Method could help improve color for electronic displays and create more natural LED lighting.
If you’ve ever tried to capture a sunset with your smartphone, you know that the colors don’t always match what you see in real life. Researchers are coming closer to solving this problem with a new set of algorithms that make it possible to record and display color in digital images in a much more realistic fashion.
“When we see a beautiful scene, we want to record it and share it with others,” said Min Qiu, leader of the Laboratory of Photonics and Instrumentation for Nano Technology (PAINT) at Westlake University in China. “But we don’t want to see a digital photo or video with the wrong colors. Our new algorithms can help digital camera and electronic display developers better adapt their devices to our eyes.”

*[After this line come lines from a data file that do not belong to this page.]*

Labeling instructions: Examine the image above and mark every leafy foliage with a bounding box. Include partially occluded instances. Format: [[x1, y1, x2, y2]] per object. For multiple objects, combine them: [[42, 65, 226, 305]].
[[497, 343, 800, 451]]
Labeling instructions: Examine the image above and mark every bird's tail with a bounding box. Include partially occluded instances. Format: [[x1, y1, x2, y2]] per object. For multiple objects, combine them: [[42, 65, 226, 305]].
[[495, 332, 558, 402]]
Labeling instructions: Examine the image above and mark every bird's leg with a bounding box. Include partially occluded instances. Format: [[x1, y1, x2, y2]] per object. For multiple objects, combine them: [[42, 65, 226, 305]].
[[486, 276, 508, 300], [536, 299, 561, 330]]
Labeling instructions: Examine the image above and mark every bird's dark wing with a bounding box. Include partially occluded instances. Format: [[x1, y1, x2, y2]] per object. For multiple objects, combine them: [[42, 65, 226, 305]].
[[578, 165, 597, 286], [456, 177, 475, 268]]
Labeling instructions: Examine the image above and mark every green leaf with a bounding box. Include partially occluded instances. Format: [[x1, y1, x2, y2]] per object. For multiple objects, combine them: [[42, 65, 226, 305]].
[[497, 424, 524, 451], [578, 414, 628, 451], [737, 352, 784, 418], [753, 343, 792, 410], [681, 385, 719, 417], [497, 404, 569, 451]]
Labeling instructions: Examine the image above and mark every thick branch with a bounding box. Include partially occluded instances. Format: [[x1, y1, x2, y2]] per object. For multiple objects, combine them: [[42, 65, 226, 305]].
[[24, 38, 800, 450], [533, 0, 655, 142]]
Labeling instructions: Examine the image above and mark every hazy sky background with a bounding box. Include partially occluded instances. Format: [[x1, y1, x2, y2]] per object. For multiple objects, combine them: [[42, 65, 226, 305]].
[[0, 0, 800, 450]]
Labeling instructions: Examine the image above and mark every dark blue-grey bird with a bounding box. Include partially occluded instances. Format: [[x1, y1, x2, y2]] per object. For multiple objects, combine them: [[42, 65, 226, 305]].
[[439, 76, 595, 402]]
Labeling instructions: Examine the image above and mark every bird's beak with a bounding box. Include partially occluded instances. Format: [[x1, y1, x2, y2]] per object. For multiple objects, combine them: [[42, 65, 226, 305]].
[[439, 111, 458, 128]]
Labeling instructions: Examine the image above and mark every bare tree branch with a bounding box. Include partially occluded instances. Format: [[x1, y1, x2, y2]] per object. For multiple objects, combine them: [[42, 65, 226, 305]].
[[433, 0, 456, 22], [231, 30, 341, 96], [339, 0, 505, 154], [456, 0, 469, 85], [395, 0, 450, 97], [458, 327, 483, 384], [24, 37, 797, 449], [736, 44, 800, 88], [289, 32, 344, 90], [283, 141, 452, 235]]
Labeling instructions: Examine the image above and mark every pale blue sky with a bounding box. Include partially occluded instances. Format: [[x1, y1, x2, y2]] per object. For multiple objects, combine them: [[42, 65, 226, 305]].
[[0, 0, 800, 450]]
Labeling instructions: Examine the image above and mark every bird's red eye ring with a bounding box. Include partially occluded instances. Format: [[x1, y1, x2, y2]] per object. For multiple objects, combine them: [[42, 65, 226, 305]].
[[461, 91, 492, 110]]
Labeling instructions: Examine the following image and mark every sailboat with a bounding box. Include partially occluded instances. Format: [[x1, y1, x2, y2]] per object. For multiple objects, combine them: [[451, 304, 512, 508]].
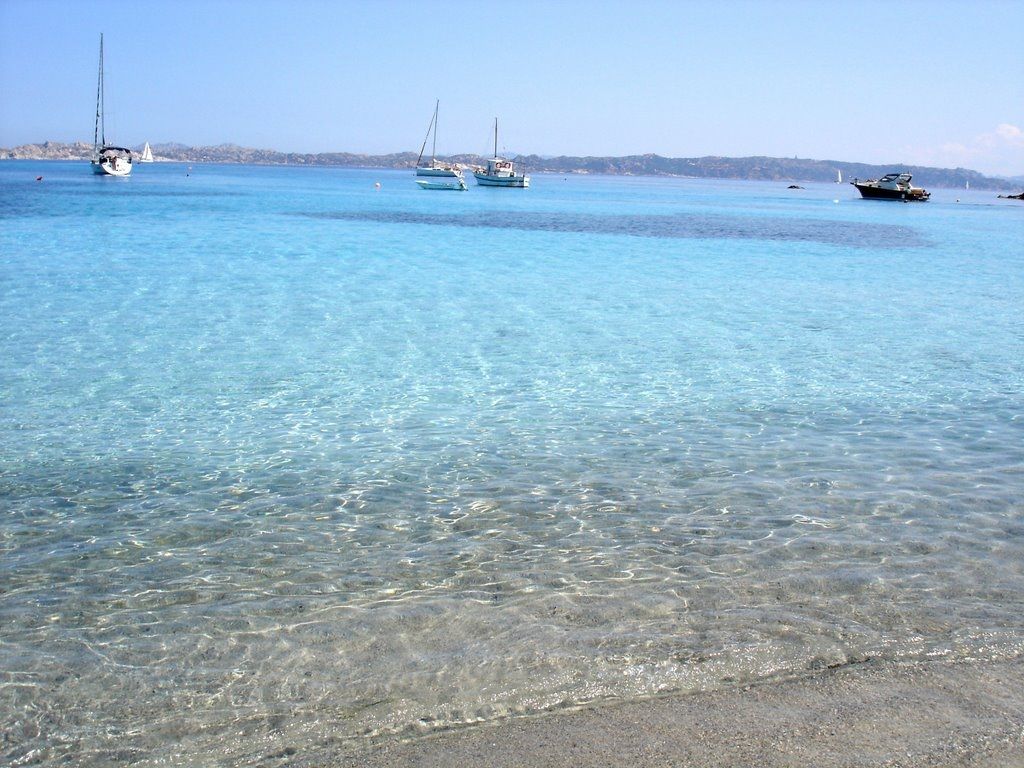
[[416, 99, 462, 177], [90, 33, 132, 176], [473, 118, 529, 188]]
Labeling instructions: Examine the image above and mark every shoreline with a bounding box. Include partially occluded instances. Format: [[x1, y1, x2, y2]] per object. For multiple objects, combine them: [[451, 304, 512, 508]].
[[313, 658, 1024, 768]]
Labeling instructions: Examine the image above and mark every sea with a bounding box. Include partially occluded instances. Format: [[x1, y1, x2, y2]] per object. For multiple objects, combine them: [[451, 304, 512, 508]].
[[0, 161, 1024, 767]]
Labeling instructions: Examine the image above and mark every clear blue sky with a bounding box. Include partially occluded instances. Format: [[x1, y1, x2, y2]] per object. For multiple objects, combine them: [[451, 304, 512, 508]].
[[0, 0, 1024, 175]]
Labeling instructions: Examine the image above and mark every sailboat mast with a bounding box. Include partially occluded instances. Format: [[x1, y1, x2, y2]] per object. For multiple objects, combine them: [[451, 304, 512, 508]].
[[430, 98, 441, 167], [92, 32, 106, 148], [416, 109, 437, 166]]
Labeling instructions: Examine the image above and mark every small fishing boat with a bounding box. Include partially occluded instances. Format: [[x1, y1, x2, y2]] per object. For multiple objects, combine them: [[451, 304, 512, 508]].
[[89, 33, 132, 176], [850, 173, 932, 202], [473, 118, 529, 188], [416, 99, 462, 177], [416, 174, 469, 191]]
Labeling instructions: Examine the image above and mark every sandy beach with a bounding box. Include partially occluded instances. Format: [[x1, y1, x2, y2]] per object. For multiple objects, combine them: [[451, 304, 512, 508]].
[[315, 659, 1024, 768]]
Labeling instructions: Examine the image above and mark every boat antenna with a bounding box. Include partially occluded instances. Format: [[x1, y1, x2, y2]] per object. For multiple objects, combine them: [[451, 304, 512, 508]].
[[92, 32, 106, 148], [416, 99, 440, 165]]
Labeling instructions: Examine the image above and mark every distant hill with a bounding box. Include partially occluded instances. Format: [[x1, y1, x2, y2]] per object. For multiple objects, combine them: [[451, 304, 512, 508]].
[[0, 141, 1021, 191]]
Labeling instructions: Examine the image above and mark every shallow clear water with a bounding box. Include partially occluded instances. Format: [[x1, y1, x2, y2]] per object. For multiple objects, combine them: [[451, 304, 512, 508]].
[[0, 162, 1024, 765]]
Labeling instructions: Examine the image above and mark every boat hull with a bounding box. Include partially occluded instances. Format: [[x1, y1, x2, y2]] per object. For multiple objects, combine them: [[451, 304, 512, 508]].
[[416, 178, 469, 191], [90, 160, 131, 176], [416, 168, 462, 178], [473, 172, 529, 189], [854, 183, 931, 203]]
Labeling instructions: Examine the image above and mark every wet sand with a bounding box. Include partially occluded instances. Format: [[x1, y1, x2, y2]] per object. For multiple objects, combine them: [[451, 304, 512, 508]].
[[317, 659, 1024, 768]]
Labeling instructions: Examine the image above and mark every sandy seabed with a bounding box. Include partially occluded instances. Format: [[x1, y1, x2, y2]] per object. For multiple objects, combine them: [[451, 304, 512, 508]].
[[303, 659, 1024, 768]]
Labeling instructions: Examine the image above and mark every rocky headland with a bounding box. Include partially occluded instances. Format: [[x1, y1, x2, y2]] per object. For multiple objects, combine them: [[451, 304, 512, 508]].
[[0, 141, 1020, 191]]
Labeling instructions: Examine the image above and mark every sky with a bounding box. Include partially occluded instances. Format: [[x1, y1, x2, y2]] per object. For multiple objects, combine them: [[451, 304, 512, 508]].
[[0, 0, 1024, 175]]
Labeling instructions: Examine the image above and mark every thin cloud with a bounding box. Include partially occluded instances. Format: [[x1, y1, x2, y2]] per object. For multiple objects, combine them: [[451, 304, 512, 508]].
[[924, 123, 1024, 176]]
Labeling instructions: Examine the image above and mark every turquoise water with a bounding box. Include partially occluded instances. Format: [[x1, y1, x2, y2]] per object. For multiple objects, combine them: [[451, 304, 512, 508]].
[[0, 162, 1024, 765]]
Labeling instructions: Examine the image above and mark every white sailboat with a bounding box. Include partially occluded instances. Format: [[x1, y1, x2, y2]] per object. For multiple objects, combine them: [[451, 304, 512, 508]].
[[473, 118, 529, 188], [416, 99, 462, 177], [90, 33, 132, 176]]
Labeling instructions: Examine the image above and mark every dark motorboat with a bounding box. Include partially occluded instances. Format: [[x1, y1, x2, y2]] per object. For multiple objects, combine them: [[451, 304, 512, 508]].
[[850, 173, 932, 202]]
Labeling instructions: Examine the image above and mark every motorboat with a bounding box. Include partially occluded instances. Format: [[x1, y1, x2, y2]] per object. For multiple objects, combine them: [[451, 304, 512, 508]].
[[473, 118, 529, 188], [850, 173, 932, 202], [416, 174, 469, 191]]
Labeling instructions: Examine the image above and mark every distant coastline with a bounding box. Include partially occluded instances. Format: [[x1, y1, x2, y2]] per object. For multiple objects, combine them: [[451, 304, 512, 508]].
[[0, 141, 1022, 191]]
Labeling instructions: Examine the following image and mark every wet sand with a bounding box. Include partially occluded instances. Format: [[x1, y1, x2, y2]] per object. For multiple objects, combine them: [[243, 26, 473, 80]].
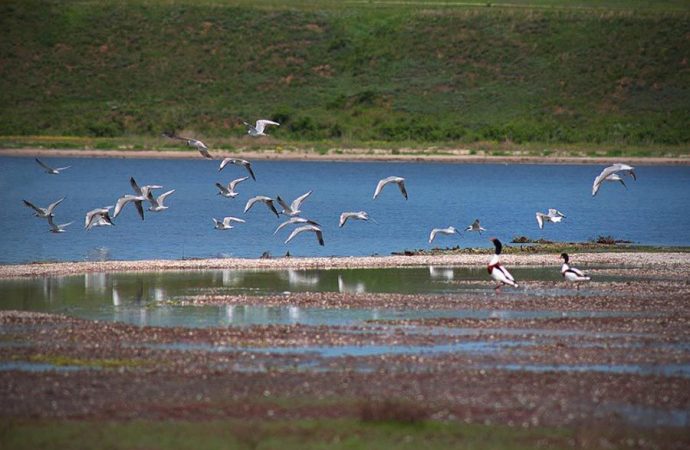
[[0, 251, 690, 278], [0, 253, 690, 448], [0, 148, 690, 165]]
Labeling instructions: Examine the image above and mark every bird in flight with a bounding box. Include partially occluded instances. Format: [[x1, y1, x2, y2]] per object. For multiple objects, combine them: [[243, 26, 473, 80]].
[[592, 163, 637, 197], [242, 119, 280, 137], [536, 208, 565, 229], [285, 225, 323, 245]]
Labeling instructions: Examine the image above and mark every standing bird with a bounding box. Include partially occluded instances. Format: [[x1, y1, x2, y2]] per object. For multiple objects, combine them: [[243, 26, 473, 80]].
[[163, 132, 213, 159], [213, 216, 245, 230], [35, 158, 72, 175], [465, 219, 486, 234], [338, 211, 369, 228], [487, 238, 518, 292], [273, 217, 321, 234], [561, 253, 591, 290], [48, 216, 73, 233], [285, 225, 323, 245], [22, 197, 65, 219], [276, 191, 312, 216], [147, 189, 175, 212], [592, 163, 637, 197], [218, 158, 256, 181], [374, 177, 407, 200], [242, 119, 280, 137], [244, 195, 280, 217], [216, 177, 249, 198], [84, 205, 115, 230], [429, 227, 458, 244], [537, 208, 565, 229]]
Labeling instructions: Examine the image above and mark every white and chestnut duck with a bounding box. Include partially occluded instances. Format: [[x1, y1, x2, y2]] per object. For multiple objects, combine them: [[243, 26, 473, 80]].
[[487, 238, 518, 291], [561, 253, 591, 289]]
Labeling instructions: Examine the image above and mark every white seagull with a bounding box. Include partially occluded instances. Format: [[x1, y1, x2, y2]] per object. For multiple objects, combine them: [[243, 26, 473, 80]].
[[285, 225, 323, 245], [113, 194, 146, 220], [84, 205, 114, 230], [244, 195, 280, 217], [465, 219, 486, 234], [561, 253, 591, 289], [216, 177, 249, 198], [276, 191, 312, 216], [163, 133, 213, 159], [218, 158, 256, 181], [374, 177, 407, 200], [487, 238, 518, 291], [35, 158, 72, 175], [48, 216, 73, 233], [213, 216, 245, 230], [592, 163, 637, 197], [338, 211, 369, 228], [429, 227, 458, 244], [147, 189, 175, 212], [129, 177, 163, 205], [22, 197, 65, 219], [537, 208, 565, 229], [242, 119, 280, 137], [273, 217, 321, 234]]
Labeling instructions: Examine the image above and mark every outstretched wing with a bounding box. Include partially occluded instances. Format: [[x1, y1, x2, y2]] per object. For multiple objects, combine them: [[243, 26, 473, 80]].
[[228, 177, 249, 191]]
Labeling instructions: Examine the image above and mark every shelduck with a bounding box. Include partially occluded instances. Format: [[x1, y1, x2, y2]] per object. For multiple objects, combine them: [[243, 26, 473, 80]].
[[561, 253, 591, 289], [487, 238, 518, 291]]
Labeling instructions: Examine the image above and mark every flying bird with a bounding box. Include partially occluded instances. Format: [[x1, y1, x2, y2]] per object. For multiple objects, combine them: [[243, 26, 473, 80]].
[[48, 216, 74, 233], [218, 158, 256, 181], [147, 189, 175, 212], [285, 225, 323, 245], [35, 158, 72, 175], [429, 227, 458, 244], [592, 163, 637, 197], [487, 238, 518, 291], [129, 177, 163, 203], [213, 216, 245, 230], [561, 253, 591, 289], [244, 195, 280, 217], [374, 177, 407, 200], [242, 119, 280, 137], [84, 205, 115, 230], [22, 197, 65, 219], [276, 191, 312, 216], [338, 211, 369, 228], [216, 177, 249, 198], [163, 132, 213, 159], [536, 208, 565, 229], [273, 217, 321, 234], [465, 219, 486, 234], [113, 194, 146, 220]]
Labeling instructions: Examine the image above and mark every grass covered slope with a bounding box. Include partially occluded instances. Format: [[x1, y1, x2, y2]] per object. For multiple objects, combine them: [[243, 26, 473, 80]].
[[0, 0, 690, 145]]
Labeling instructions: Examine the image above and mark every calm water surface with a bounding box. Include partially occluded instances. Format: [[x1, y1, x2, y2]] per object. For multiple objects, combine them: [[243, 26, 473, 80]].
[[0, 157, 690, 263]]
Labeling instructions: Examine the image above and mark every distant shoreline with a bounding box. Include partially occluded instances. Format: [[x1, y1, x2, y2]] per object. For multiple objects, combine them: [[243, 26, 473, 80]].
[[0, 252, 690, 278], [0, 148, 690, 166]]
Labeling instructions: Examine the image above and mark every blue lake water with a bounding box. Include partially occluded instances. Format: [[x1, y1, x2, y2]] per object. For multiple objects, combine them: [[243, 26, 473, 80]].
[[0, 157, 690, 263]]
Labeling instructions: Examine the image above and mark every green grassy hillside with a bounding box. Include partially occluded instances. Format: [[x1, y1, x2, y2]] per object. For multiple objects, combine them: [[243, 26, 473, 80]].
[[0, 0, 690, 146]]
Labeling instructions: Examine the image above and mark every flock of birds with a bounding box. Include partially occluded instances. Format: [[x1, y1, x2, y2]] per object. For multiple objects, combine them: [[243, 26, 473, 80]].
[[23, 125, 637, 290]]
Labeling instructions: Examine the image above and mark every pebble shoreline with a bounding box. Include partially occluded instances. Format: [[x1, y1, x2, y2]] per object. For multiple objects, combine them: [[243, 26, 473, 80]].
[[0, 252, 690, 278]]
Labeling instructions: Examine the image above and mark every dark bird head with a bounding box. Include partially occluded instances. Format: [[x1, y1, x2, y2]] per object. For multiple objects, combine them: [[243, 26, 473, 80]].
[[490, 238, 503, 255]]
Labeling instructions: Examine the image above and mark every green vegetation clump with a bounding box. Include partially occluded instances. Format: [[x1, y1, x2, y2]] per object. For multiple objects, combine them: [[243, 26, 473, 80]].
[[0, 0, 690, 149]]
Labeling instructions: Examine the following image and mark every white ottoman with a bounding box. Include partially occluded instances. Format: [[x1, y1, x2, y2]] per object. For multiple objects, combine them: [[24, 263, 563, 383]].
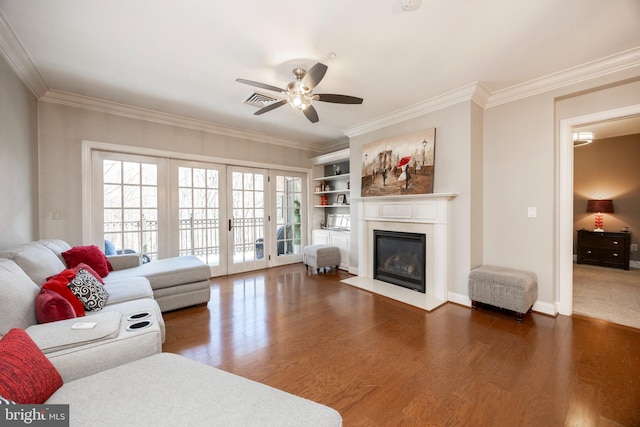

In Optica, The Optical Society’s (OSA) journal for high impact research, Qiu and colleagues describe a new approach for digitizing color. It can be applied to cameras and displays — including ones used for computers, televisions, and mobile devices — and used to fine-tune the color of LED lighting.
“Our new approach can improve today’s commercially available displays or enhance the sense of reality for new technologies such as near-eye-displays for virtual reality and augmented reality glasses,” said Jiyong Wang, a member of the PAINT research team. “It can also be used to produce LED lighting for hospitals, tunnels, submarines, and airplanes that precisely mimics natural sunlight. This can help regulate circadian rhythm in people who are lacking sun exposure, for example.”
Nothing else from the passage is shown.